К вере фронтовик, будущий диакон Николай Попович пришел не сразу. «Мама молилась, перекрестила меня, когда уходил на фронт, но я тогда не придал этому значения. К сожалению, ни до войны, ни на фронте не встречал я верующих людей. Хотя когда начался минометный обстрел, многие крестились и говорили: «Господи, помоги!» В душе у людей вера сохранялась».

После войны Николай Попович получил два высших образования — юридическое и экономическое. Работал в Госплане РСФСР, занимал ответственные посты в системе Госкомитета по труду и заработной плате при Совете Министров СССР. Но уже при Хрущеве разочаровался в коммунистических идеалах, а когда в 1968 году советские войска вошли в Чехословакию, сдал свой партбилет. «Когда наши войска вошли в Чехословакию, возмущению моему не было предела. Мне рассказывали фронтовики, дошедшие до Чехословакии, как там встречали наших солдат: засыпали цветами, закормили-запоили. И наступить сапогом на их независимость…» Конечно же, после такого отчаянного, до безумия смелого шага бывший фронтовик лишился работы, но репрессии, к счастью, не последовали. Два года он помогал художникам реставрировать храм, а потом пошел в церковные сторожа.

Мать говорила ему:
— Коля, ты закончил два института — и пошел в сторожа!
А сын отвечал:
— Лучше быть сторожем, чем врать.

Николай работал сторожем и одновременно постигал премудрость богослужения, стал чтецом. В диаконы Николая Поповича рукоположили только в 1990 году. Николай Попович никогда не забывал о духовном опыте, полученном под огнем. На вопрос протоиерея Михаила Ходанова «Что происходит с душой во время войны?» он ответил так: «Человеку свойственно чувство страха, самосохранения, а также долга и любви. Сочетание этих качеств и определяет поведение человека. Душа либо принимает желание укрыться и спасти себя — даже путем предательства, либо напротив — даже вопреки здравому смыслу человек идет на подвиг, преодолевая страх…

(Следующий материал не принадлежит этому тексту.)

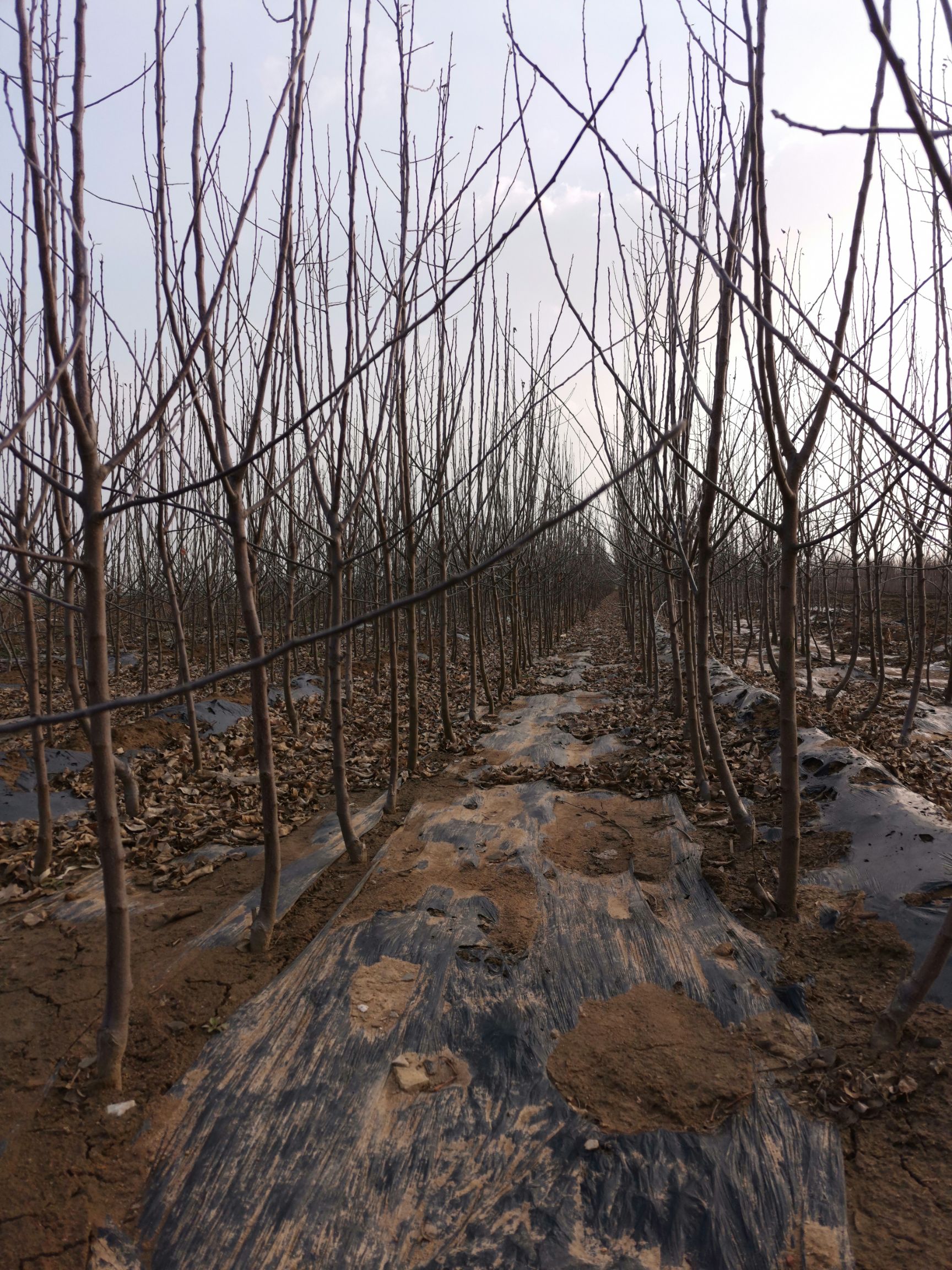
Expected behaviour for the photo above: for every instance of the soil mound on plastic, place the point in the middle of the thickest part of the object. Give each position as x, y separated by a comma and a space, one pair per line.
606, 835
652, 1059
418, 862
380, 993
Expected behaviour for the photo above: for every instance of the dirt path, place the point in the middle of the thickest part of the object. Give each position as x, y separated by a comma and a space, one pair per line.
432, 1083
548, 1029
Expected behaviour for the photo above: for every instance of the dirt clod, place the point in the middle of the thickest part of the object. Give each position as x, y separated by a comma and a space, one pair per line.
652, 1059
380, 992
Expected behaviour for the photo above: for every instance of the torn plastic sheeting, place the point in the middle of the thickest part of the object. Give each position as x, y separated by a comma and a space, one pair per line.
289, 1146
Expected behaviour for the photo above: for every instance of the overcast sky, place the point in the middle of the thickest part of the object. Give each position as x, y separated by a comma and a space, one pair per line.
820, 69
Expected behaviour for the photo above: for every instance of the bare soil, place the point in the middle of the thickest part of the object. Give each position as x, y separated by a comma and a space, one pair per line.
414, 864
598, 836
652, 1059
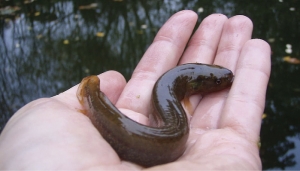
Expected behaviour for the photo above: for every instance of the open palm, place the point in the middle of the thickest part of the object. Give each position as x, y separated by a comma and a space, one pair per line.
51, 133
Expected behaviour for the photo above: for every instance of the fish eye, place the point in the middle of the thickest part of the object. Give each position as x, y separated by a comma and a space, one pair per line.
218, 81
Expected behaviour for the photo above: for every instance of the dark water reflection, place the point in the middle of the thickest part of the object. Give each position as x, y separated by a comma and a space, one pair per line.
48, 46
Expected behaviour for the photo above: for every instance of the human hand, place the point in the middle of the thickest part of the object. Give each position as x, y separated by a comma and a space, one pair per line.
52, 134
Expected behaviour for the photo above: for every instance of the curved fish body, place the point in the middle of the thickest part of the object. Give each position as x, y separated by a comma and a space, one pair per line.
164, 140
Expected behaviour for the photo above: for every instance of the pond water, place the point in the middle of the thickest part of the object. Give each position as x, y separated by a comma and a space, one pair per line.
48, 46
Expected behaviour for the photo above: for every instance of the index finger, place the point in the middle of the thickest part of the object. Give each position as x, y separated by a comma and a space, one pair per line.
246, 100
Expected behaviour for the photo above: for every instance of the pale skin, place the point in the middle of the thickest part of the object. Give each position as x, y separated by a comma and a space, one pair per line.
51, 133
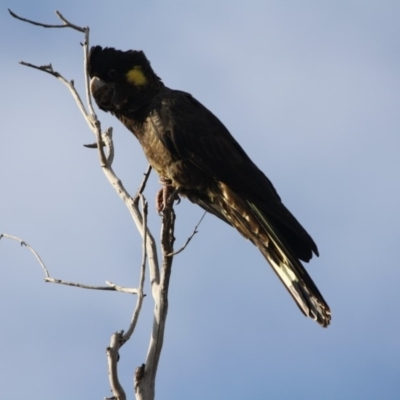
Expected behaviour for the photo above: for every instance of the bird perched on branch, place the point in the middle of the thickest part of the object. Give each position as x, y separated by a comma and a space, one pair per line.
196, 157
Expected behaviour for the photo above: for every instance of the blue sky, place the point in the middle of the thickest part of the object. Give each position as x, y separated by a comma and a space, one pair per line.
311, 90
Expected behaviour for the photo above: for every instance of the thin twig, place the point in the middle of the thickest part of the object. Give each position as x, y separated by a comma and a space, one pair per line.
66, 24
189, 238
112, 358
31, 249
140, 297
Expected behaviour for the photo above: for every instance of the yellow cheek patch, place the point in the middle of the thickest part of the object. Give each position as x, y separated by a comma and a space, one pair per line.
136, 76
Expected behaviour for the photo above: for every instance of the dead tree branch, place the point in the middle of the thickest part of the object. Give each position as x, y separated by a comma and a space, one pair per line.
145, 375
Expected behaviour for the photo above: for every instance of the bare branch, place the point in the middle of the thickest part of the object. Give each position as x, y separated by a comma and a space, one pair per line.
112, 358
66, 24
140, 293
189, 238
31, 249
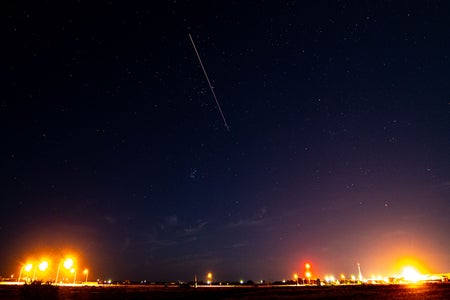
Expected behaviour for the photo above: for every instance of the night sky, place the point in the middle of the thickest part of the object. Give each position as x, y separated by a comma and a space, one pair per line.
113, 148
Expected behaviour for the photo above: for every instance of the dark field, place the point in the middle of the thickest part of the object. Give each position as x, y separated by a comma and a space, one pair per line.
395, 292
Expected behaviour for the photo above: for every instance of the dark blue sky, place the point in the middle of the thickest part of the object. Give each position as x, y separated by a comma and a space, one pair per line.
113, 148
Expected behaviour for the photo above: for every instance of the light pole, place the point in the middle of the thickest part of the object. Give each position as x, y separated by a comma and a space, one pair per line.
68, 263
86, 272
210, 278
74, 271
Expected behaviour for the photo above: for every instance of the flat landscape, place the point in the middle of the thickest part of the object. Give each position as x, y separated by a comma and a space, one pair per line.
367, 292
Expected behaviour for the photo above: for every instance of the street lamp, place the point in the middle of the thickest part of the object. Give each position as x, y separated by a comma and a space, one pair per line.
67, 263
86, 272
42, 267
307, 272
27, 269
74, 271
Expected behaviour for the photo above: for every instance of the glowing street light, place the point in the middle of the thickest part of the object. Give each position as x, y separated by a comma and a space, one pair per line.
43, 266
67, 263
27, 269
74, 271
308, 272
86, 272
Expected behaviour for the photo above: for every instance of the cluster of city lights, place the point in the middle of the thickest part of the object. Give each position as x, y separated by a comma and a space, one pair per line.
63, 272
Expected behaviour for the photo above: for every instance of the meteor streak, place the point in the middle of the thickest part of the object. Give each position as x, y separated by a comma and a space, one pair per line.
209, 83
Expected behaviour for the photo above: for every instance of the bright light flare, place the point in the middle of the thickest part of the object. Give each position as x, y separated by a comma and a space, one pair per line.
68, 263
43, 266
28, 267
410, 274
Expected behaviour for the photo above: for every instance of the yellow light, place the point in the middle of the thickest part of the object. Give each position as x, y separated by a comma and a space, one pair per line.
411, 274
28, 267
43, 265
68, 263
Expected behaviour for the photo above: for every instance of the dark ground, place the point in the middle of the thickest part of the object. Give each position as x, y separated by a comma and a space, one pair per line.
395, 292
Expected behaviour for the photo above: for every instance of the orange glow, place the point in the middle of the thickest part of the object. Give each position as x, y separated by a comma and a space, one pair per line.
410, 274
28, 267
68, 263
410, 263
43, 265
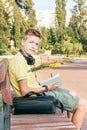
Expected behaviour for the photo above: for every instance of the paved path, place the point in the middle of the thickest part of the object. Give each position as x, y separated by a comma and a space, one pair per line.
74, 77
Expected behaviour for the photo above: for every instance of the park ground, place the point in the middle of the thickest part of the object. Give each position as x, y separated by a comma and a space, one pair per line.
74, 77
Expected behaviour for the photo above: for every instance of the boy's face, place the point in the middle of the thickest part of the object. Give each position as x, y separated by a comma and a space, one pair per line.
30, 45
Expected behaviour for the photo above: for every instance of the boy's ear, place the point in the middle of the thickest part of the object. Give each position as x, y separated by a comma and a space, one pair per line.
22, 42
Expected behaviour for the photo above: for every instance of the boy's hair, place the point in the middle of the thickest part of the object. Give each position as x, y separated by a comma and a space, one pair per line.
32, 32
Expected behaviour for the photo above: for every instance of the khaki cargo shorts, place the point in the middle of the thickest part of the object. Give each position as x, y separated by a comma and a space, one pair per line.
69, 101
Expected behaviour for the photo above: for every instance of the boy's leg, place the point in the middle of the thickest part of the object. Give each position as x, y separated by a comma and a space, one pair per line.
79, 114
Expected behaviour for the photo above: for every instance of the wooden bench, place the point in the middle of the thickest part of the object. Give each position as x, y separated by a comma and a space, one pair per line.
8, 121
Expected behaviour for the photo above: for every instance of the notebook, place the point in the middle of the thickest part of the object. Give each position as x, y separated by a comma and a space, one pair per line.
53, 79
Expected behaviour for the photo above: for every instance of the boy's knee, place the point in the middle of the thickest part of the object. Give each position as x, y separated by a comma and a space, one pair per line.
82, 104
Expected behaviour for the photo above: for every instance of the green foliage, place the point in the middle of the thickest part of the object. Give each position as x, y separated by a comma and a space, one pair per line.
78, 22
60, 19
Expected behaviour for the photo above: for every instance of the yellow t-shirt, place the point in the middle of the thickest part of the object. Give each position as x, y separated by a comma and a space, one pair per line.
18, 70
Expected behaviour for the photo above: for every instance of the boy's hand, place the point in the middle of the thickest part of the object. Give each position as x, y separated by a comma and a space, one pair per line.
53, 86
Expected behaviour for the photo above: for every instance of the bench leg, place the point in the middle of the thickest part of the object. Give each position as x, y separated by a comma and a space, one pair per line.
6, 109
1, 115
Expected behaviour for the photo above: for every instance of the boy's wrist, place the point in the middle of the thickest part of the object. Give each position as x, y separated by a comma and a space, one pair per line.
46, 88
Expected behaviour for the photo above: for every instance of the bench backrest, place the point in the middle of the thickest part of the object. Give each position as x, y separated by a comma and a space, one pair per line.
4, 82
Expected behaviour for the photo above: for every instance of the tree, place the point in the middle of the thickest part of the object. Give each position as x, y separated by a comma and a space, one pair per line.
4, 27
78, 22
60, 19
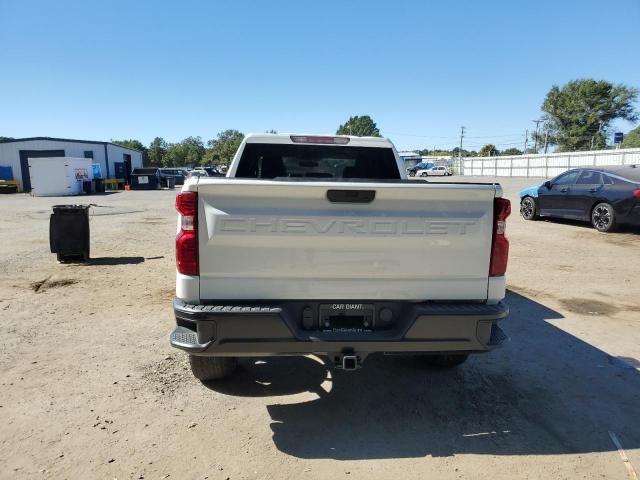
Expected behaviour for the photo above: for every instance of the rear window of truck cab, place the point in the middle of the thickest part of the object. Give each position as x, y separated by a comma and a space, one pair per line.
267, 160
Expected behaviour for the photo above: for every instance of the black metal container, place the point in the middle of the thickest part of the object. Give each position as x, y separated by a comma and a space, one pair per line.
69, 232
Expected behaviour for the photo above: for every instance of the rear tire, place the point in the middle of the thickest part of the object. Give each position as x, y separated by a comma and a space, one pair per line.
529, 209
211, 368
603, 217
447, 360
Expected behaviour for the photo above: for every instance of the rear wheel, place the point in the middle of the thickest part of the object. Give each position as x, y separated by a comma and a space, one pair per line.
603, 217
211, 368
447, 360
528, 209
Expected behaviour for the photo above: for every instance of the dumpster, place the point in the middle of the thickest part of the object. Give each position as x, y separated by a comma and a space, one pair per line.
145, 179
100, 186
69, 232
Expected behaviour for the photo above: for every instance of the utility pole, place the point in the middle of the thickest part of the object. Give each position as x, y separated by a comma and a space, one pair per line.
535, 147
546, 140
461, 169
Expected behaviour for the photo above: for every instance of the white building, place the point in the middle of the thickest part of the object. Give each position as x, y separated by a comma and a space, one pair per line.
115, 161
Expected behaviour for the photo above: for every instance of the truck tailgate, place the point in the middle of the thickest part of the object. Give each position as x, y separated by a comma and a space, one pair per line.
286, 240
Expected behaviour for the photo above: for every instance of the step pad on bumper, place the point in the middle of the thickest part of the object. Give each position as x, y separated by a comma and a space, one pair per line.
186, 339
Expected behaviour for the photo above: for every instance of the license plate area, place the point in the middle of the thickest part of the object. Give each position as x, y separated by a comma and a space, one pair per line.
346, 317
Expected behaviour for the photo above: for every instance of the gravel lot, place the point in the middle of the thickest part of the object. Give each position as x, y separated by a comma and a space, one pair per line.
91, 389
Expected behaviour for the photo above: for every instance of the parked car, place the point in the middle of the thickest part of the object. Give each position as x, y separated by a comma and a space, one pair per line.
315, 244
605, 197
198, 172
440, 170
420, 166
178, 173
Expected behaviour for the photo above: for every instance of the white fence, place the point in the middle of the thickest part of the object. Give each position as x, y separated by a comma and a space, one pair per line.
547, 165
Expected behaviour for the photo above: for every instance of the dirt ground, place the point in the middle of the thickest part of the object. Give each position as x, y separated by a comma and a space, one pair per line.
90, 388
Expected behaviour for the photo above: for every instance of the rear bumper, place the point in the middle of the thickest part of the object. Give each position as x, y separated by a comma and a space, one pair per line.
278, 328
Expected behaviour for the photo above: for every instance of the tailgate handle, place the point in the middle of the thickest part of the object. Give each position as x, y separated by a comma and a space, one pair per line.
351, 196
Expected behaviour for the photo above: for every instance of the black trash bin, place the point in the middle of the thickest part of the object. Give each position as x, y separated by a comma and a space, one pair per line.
69, 232
100, 186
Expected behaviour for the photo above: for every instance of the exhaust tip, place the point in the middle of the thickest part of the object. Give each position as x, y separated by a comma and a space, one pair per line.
349, 362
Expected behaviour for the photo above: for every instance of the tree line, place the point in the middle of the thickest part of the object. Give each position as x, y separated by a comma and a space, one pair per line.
191, 152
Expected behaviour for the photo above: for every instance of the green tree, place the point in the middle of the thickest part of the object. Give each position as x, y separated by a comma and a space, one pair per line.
632, 139
156, 152
363, 126
511, 151
488, 150
135, 145
187, 153
224, 146
578, 115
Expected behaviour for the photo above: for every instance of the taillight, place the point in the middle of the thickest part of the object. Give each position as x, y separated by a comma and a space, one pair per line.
499, 244
187, 238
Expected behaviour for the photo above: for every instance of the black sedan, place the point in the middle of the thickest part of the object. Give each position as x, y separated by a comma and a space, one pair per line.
605, 197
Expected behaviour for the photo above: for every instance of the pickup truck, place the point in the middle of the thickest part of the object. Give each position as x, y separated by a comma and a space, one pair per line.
321, 245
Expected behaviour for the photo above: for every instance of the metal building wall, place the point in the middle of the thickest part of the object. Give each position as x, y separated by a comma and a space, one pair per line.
10, 153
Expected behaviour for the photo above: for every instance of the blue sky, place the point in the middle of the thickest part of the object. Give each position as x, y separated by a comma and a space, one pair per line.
102, 70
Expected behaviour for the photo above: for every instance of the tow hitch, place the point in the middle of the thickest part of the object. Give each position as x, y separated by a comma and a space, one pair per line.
347, 361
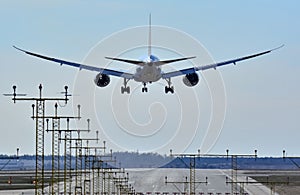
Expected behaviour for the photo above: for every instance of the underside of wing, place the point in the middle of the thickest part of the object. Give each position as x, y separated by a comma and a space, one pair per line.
81, 66
135, 62
215, 65
163, 62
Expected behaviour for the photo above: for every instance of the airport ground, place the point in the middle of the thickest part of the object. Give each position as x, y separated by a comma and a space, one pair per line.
152, 181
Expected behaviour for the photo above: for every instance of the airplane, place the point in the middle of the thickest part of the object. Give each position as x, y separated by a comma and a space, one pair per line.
149, 69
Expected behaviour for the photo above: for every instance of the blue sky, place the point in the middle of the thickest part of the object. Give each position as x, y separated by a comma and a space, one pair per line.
262, 95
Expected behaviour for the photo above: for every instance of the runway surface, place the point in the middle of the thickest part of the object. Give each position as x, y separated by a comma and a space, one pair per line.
152, 181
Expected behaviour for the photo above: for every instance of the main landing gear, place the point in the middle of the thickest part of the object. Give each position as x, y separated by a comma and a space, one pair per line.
169, 88
144, 89
125, 88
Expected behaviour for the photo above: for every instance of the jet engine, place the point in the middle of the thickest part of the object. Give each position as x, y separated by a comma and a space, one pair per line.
102, 80
191, 79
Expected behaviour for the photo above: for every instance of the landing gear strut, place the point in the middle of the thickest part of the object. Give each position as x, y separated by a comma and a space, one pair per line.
144, 89
169, 88
125, 88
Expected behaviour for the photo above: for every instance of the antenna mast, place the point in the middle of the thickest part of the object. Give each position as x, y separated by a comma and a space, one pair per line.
149, 37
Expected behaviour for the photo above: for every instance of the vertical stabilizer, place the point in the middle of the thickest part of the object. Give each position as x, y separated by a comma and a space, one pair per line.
149, 37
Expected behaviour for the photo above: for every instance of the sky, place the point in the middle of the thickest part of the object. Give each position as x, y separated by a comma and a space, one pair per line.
253, 105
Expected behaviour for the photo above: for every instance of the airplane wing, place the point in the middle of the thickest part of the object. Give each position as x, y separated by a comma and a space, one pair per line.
214, 66
136, 62
81, 66
156, 63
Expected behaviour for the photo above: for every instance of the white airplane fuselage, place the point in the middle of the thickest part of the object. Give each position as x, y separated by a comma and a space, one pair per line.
148, 72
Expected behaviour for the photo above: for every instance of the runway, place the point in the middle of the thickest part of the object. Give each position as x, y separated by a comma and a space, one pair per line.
152, 181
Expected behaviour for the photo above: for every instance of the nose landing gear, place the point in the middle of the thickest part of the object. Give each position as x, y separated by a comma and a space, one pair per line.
144, 89
169, 88
125, 88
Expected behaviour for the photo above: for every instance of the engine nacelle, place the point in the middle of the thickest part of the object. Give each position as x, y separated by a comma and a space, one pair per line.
102, 80
191, 80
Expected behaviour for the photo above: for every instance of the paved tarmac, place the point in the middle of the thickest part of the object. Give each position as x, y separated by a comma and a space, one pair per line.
152, 181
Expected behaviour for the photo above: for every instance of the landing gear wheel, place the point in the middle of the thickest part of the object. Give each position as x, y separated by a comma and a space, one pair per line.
169, 89
144, 89
125, 89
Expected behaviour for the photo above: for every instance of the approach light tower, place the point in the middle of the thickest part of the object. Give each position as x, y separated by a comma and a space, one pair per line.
39, 116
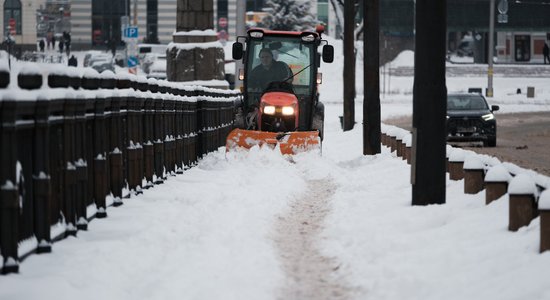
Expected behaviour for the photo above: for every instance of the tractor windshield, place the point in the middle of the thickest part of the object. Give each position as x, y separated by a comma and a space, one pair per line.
278, 59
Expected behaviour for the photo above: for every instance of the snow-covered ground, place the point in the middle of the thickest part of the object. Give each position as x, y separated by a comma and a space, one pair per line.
209, 233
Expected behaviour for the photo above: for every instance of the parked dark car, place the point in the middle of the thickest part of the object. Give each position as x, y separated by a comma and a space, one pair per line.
471, 119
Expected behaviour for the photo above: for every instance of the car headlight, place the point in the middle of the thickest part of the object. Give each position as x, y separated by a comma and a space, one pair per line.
288, 110
488, 117
269, 110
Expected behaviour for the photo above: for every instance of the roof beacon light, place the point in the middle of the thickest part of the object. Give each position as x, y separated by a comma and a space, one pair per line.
257, 34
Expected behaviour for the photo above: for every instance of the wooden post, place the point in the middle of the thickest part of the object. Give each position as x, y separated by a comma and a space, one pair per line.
496, 183
544, 212
473, 175
456, 163
428, 176
522, 208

В войну подвиг не считался чем-то особым. Все было в порядке вещей. Возьмите наших офицеров, солдат, девушек и их отношение к своим подвигам. Так, что-то само собой разумеющееся и естественное. И во многих случаях побеждало не мастерство, а именно дух» (Протоиерей Михаил Ходанов «Протодиакон Николай Попович. Путь фронтовика»).

По материалам книги В. Зоберн «Бог и Победа: Верующие в Великих войнах за Россию», М., «Эксмо», с. 343 – 360.